Monday, February 16, 2015

Mondays.


Awakening
      I love Mondays. I love fresh starts and new beginnings. Yesterday a friend asked for the link to my blog. I write this for me. It has been very cool to see people all over the world read it. In the end this is my therapy. I realized after I sent the link that I had not touched it in months so I cleaned it up a bit and wrote something new. In the process I read the entire blog from start to finish and then went to sleep. I woke up feeling refreshed and alive! I realized that as difficult as the past two months have been I am only making it more difficult for myself by playing pretend. I am not a sales woman. I do not enjoy the game. 
     Sometimes the best thing in life we can do for ourselves is to acknowledge what we are not!  I can sell. I can lead. I can make a living doing what I am doing. I am cheating my heart by continuing to do this.
     I am a counselor. Long before college and degrees and training I was always the counselor, the caretaker, the one everyone turned to for advice. This is what made my heart happy. This is what I must do again. So today I make a promise to myself. Today I will begin the journey back into counseling and running support groups. I will even begin to figure out a way to go back and finish my masters degree so that I can continue my journey. Today I will be me. What better week to make a life decision. My birthday is this week and I believe birthdays are a start of the new year. I do not make resolutions on New Years Eve. I make them on my day. Birthday resolutions are purposeful, meaningful, private and a birthday is a reminder that life is about changing and growing. What will you do this year? Life is short. Make your years count for something good. 

Sunday, February 15, 2015

Hibernation

Baby it's Cold Outside 

     I love being outside. Fall is my favorite time of year in Pennsylvania. I am and always will be a water girl. Summers in Maryland revive me. The beach will be my home in a few years.  Maybe it is my Aquarius sign or being raised with a pool as a summertime babysitter, but water calms me. Still, I find that no matter what the weather I prefer to be outside and feel happiest when I have fresh air and sunshine. That is until my hometown was transplanted to Siberia! I know it is winter and I know it should be cold, but this last month has been down right ridiculous. My trusty little weather App tells me it is currently 7° Out and feels like -3°! 
     I go to work. I come home. I hibernate. I am pretty sure I have gained 20 lbs in one month. Yes, I know the gym is indoors and perfectly accessible but I swear my desire to get healthy is directly related to sunshine! Therefore my hibernation has caused a severe lack of motivation. It does not hurt that I am bundled under 7 layers most days so who can tell if I gained a few pounds!  As I type this curiosity got the best of me and I stepped cautiously on the scale.
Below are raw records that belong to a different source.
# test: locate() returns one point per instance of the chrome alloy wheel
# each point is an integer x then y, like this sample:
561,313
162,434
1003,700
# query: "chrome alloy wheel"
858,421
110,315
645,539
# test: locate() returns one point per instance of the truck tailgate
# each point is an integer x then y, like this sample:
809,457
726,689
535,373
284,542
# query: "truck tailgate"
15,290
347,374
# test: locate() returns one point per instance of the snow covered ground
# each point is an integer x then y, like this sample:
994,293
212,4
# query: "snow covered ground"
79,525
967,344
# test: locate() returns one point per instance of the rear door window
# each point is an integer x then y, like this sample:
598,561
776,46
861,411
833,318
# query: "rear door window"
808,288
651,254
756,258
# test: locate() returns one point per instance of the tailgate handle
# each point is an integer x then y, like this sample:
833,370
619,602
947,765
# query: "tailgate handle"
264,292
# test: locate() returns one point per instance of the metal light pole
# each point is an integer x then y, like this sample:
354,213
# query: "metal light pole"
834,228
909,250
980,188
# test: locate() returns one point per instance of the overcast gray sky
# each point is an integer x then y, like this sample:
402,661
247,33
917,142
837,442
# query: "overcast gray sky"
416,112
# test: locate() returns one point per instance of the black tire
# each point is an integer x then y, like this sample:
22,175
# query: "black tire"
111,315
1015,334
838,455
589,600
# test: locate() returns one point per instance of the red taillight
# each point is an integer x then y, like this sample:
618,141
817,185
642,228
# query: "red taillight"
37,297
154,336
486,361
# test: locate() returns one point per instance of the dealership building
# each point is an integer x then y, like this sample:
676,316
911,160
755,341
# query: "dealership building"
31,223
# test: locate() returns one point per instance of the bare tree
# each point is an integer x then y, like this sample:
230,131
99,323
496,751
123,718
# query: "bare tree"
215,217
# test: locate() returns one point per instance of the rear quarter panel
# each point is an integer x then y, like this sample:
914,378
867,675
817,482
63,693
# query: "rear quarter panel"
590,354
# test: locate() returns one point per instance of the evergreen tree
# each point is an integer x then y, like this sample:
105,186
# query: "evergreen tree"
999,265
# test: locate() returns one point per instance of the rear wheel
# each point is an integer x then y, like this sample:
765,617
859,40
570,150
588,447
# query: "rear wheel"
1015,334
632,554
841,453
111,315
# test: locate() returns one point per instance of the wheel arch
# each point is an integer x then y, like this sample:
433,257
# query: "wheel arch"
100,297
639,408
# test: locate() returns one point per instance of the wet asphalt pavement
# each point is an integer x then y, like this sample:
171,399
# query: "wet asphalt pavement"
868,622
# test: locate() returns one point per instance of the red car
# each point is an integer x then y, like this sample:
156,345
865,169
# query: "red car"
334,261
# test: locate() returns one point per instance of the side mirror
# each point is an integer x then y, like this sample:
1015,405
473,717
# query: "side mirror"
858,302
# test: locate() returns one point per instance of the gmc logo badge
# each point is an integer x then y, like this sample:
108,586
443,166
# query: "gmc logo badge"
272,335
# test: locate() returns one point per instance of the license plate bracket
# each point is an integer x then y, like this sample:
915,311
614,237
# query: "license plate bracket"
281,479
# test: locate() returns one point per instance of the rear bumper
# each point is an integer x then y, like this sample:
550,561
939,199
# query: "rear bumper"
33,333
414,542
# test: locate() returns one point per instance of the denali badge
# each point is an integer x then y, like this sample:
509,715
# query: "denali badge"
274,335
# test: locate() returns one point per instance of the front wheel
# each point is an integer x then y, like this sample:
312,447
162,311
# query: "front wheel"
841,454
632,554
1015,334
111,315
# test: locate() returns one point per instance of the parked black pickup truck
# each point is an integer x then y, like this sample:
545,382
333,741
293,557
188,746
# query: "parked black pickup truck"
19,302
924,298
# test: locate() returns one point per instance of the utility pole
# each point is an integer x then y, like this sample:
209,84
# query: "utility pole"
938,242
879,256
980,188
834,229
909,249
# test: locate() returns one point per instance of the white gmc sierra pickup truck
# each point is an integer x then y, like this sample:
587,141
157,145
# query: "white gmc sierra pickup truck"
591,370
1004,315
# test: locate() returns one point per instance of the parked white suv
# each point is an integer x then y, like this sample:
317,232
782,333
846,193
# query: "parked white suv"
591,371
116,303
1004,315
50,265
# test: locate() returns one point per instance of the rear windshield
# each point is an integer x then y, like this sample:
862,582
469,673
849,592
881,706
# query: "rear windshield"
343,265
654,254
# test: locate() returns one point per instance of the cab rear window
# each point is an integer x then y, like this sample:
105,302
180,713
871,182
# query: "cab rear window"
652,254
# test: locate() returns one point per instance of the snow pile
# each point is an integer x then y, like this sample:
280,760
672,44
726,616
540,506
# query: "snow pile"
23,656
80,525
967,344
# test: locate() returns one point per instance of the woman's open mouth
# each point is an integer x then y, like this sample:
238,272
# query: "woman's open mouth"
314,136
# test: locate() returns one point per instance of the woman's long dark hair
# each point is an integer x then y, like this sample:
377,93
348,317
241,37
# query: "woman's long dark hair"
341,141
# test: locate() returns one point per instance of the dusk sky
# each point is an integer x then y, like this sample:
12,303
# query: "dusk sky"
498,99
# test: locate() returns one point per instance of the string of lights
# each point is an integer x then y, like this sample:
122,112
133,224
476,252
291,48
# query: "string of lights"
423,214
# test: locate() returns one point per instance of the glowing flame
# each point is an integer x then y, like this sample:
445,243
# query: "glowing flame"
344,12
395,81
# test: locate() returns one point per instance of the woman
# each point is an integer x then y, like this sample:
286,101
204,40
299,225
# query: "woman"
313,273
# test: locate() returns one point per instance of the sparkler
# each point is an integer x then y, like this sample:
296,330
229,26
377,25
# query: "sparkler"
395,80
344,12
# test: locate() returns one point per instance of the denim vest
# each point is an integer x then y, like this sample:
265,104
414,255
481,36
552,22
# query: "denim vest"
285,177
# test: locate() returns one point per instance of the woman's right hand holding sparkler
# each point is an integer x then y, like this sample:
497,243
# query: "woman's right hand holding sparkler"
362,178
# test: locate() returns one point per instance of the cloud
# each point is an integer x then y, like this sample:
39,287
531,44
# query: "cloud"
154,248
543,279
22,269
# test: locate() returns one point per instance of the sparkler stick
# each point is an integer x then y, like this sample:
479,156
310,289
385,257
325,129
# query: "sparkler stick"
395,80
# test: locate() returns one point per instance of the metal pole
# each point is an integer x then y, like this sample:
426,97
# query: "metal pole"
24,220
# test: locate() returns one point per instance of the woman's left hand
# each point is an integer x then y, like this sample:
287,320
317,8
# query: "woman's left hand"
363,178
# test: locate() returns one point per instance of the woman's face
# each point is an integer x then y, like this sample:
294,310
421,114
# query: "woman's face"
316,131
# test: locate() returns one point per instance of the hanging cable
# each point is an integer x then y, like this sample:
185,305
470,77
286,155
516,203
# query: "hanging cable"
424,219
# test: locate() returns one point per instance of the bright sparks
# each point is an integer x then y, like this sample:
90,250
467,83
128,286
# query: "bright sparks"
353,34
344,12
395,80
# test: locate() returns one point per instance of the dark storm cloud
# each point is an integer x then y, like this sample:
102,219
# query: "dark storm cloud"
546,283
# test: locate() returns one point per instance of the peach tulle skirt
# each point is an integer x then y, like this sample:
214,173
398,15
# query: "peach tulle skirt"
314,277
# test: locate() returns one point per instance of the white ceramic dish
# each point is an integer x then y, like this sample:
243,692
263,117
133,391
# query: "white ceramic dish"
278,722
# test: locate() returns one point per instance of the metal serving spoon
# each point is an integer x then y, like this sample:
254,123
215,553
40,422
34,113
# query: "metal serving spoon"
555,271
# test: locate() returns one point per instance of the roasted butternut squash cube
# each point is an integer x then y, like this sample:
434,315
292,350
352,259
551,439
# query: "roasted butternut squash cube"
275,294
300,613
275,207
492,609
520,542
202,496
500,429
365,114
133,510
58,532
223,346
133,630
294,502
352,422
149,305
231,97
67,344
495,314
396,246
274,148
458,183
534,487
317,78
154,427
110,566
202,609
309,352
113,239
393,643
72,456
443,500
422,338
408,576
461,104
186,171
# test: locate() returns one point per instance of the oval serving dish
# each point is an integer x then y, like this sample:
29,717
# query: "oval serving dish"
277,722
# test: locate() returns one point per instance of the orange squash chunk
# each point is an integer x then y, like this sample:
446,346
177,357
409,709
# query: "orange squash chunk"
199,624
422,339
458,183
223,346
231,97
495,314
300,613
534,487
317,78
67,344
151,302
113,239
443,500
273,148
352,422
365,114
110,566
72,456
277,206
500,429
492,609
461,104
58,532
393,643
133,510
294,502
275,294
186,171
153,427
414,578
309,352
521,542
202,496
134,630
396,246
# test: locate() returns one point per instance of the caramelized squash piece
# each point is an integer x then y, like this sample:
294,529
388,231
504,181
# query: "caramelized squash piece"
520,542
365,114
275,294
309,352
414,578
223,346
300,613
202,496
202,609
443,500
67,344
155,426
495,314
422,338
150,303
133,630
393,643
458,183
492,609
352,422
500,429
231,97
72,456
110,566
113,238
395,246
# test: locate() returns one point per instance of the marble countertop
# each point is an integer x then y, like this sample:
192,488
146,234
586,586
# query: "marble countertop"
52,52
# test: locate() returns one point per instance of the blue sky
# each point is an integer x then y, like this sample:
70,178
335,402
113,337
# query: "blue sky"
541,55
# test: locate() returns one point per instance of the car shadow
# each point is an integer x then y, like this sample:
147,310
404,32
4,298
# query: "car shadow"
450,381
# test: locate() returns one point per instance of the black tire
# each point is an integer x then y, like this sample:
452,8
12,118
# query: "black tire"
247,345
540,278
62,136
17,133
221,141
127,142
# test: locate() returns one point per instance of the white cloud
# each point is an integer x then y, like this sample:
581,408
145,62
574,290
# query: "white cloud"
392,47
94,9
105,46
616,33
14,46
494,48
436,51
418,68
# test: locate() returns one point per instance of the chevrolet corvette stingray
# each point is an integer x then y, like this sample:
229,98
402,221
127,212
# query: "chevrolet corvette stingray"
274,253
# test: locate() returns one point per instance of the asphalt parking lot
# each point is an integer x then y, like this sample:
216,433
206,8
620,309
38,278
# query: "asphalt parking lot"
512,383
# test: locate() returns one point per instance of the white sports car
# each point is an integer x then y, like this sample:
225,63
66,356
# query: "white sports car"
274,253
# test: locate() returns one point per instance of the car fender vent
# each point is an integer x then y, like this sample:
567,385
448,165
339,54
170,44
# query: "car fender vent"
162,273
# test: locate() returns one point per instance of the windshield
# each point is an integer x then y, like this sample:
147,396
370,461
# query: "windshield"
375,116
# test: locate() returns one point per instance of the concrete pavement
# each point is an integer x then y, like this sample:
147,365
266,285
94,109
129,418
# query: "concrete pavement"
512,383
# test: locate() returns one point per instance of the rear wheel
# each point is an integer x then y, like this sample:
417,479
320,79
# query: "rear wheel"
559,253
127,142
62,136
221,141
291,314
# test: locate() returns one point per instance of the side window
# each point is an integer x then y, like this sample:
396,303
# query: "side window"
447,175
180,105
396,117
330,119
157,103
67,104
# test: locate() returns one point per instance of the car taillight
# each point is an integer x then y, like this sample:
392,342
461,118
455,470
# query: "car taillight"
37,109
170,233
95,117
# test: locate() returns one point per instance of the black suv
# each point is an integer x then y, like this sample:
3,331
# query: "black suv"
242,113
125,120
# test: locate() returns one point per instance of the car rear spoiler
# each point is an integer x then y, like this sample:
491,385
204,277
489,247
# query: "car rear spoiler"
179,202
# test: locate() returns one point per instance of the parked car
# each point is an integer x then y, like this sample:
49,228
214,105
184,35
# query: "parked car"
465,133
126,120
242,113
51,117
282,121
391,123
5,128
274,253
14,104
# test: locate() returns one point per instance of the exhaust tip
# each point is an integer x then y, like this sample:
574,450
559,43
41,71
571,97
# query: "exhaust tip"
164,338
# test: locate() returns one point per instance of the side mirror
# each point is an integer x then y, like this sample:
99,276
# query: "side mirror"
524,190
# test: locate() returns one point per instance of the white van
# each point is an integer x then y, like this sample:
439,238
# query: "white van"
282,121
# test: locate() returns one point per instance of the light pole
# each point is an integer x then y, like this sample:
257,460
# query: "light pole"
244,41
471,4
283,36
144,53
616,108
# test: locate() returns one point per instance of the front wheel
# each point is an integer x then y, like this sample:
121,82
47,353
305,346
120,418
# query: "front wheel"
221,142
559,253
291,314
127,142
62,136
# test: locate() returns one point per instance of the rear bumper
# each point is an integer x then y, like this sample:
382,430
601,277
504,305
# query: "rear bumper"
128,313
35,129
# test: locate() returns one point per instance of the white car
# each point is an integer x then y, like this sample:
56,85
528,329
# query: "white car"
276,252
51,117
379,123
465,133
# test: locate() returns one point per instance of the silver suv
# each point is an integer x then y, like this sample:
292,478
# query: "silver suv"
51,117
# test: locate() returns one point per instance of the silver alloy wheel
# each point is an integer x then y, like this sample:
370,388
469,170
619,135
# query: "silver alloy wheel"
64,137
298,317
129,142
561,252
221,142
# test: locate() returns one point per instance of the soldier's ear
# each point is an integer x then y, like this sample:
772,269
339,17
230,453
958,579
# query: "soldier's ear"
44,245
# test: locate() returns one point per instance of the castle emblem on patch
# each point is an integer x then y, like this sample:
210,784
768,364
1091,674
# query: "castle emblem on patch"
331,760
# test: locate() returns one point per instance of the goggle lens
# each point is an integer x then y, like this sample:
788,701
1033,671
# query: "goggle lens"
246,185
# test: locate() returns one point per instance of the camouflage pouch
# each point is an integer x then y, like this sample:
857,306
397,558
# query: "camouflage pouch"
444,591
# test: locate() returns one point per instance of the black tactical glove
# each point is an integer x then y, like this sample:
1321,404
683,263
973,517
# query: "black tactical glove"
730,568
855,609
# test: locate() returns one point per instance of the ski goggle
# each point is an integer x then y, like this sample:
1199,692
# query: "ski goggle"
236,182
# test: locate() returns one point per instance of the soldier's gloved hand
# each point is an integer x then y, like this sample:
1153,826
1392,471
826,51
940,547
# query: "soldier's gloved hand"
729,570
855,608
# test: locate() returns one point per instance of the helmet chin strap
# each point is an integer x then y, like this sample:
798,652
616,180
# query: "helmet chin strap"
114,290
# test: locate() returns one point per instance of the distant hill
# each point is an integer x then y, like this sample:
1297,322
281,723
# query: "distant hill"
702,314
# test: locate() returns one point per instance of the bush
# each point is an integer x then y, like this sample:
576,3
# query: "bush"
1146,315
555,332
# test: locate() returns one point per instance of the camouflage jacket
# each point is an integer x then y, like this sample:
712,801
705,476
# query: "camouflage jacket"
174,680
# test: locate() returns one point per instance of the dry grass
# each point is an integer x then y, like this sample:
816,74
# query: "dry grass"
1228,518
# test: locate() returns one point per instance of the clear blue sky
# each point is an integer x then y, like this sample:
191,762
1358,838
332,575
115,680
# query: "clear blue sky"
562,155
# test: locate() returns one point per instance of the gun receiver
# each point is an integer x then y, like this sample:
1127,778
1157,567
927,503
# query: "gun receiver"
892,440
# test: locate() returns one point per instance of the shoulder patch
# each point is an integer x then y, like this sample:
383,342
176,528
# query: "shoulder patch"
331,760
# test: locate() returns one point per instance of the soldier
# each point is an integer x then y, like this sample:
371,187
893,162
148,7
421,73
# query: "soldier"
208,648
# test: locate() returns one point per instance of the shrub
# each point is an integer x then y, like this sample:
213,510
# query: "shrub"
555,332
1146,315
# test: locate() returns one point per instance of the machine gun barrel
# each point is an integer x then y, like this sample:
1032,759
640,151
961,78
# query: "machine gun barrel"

Officially I have only gained 12 lbs since Thanksgiving. This is my official start of the holiday season and Mardi Gras my official end.  My body health on the other hand says something very different. I have even broke down and actually purchased insurance due to the steady decline in my health! I do not go to doctors. I rarely take medication. I believe in preventive maintenance. Take care of your body and it will take care of you. 
     I do have a child to think about. So off to the doctors I will go and figure out if this is just winter blahs affecting my general health or if I need to make some changes in life. Until then I will brave the cold get my growing backside into the gym and do a new juice cleanse. 
Cheers to green juice, green grass, blue sky's and warmer days ahead.